Rafael Eugénio, 27 anos, é treinador a tempo inteiro do Desportivo de Pemba, equipa que de vez em quando, como hoje, convida o Vasco da Gama para os seus jogos de treino, na preparação para o campeonato provincial.
“Para quem joga neste campo pelado ou no areal, se um dia for a um relvado, será espetacular, vai jogar muito bem”, além de concretizar “um sonho”, refere o antigo jogador que começou a ganhar o gosto pelo cargo de treinador depois de uma lesão no joelho o mandar para fora das quatro linhas.
“O futebol é um desporto que une as pessoas, cria laço de familiaridade” e para quem se refugiou da guerra no Paquitequete, é um exercício de saúde mental: “Quando há um torneio ou jogo de futebol eles vêm para aqui, conversam, esquecem aquilo pelo que passaram nas suas terras”, sublinha.
E isso vê-se também nas caras de quem hoje conversa sobre o Mundial.
Rafael Eugénio apresenta-se como “adepto da Argentina” e aponta Messi como “o melhor jogador do mundo”, aquele que quer ver na final levantar o ‘caneco’.
Pedro Chande também inclui a Argentina no seu lote de favoritos, onde estão também o Brasil, França e Alemanha.
Portugal “pode ser a equipa zebra”, ou seja, “não é favorita, mas pode surpreender”, acrescenta.
Os dois treinadores do bairro do Paquitequete têm a certeza de que a guerra não resiste ao poder do futebol e que independentemente do decorrer do conflito, Cabo Delgado vai estar atento ao sorteio e, no final do ano, aos jogos do Mundial.
“Noutros tempos tínhamos aqui umas pessoas que traziam uma tela gigante para assistirmos aos jogos do Mundial”, no campo da Langua, transformando em grande local de projeção ao ar livre, mas “depois dos ataques, as pessoas já não apareceram aqui”.

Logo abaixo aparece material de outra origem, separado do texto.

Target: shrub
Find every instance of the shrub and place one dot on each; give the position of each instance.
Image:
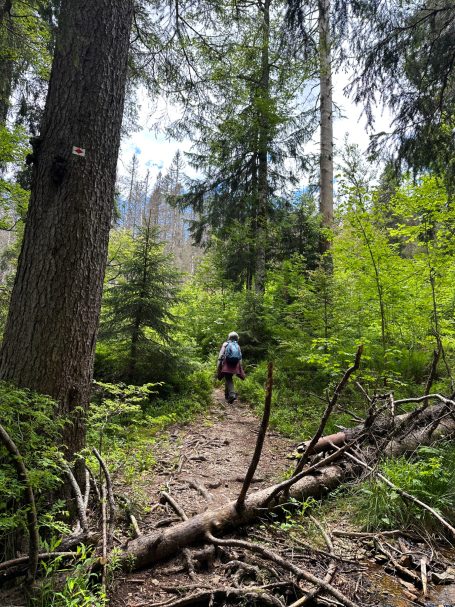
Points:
(430, 477)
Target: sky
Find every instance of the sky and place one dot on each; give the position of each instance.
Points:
(155, 151)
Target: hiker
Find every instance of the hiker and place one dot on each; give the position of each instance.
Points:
(230, 364)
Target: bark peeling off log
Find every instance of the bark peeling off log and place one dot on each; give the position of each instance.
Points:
(157, 546)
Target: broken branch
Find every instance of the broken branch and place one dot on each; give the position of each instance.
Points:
(297, 571)
(32, 520)
(240, 504)
(332, 402)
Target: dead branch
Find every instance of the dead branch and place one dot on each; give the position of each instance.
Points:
(240, 504)
(164, 522)
(43, 556)
(424, 575)
(285, 485)
(87, 489)
(366, 535)
(134, 525)
(297, 571)
(185, 551)
(94, 483)
(250, 596)
(404, 494)
(80, 503)
(32, 521)
(330, 571)
(399, 568)
(104, 536)
(201, 489)
(331, 405)
(161, 544)
(433, 371)
(110, 492)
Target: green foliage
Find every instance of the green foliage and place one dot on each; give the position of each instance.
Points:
(30, 420)
(66, 583)
(430, 477)
(124, 422)
(137, 319)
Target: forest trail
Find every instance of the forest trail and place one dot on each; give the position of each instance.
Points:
(210, 456)
(212, 452)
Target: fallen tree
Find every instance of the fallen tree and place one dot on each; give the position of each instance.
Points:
(327, 462)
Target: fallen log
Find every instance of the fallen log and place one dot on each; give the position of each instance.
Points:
(157, 546)
(383, 427)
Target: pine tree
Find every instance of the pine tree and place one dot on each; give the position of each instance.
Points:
(138, 317)
(249, 138)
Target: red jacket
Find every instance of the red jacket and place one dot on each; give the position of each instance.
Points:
(225, 368)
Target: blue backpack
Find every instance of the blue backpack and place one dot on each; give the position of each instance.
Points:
(232, 352)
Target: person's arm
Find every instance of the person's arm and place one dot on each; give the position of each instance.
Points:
(221, 354)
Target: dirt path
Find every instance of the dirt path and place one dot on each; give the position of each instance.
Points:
(214, 451)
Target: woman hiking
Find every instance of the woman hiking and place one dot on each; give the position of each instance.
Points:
(230, 364)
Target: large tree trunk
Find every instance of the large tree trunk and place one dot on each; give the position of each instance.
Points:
(263, 94)
(51, 329)
(326, 133)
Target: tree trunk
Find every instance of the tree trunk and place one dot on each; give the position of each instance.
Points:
(263, 94)
(326, 133)
(7, 62)
(163, 544)
(51, 329)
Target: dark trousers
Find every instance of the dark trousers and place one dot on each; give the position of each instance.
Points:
(229, 386)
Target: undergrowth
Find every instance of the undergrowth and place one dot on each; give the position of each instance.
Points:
(429, 476)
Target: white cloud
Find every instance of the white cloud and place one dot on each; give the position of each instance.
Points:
(155, 151)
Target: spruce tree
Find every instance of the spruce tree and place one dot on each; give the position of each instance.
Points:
(138, 320)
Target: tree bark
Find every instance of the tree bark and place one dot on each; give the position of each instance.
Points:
(160, 545)
(263, 94)
(326, 133)
(51, 329)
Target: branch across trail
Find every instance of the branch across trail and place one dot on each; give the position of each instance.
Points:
(162, 544)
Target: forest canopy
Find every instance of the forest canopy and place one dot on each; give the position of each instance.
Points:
(119, 282)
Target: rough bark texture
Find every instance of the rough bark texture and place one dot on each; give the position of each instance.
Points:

O desejo fica feito: “Seria muito bom voltar a ter uma tela gigante aqui no campo, cheio de multidão a gritar os golos”.
A província de Cabo Delgado é rica em gás natural, mas aterrorizada desde 2017 por rebeldes armados, sendo alguns ataques reclamados pelo grupo extremista Estado Islâmico.
Há 784 mil deslocados internos devido ao conflito, de acordo com a OIM, e cerca de 4.000 mortes, segundo o projeto de registo de conflitos ACLED.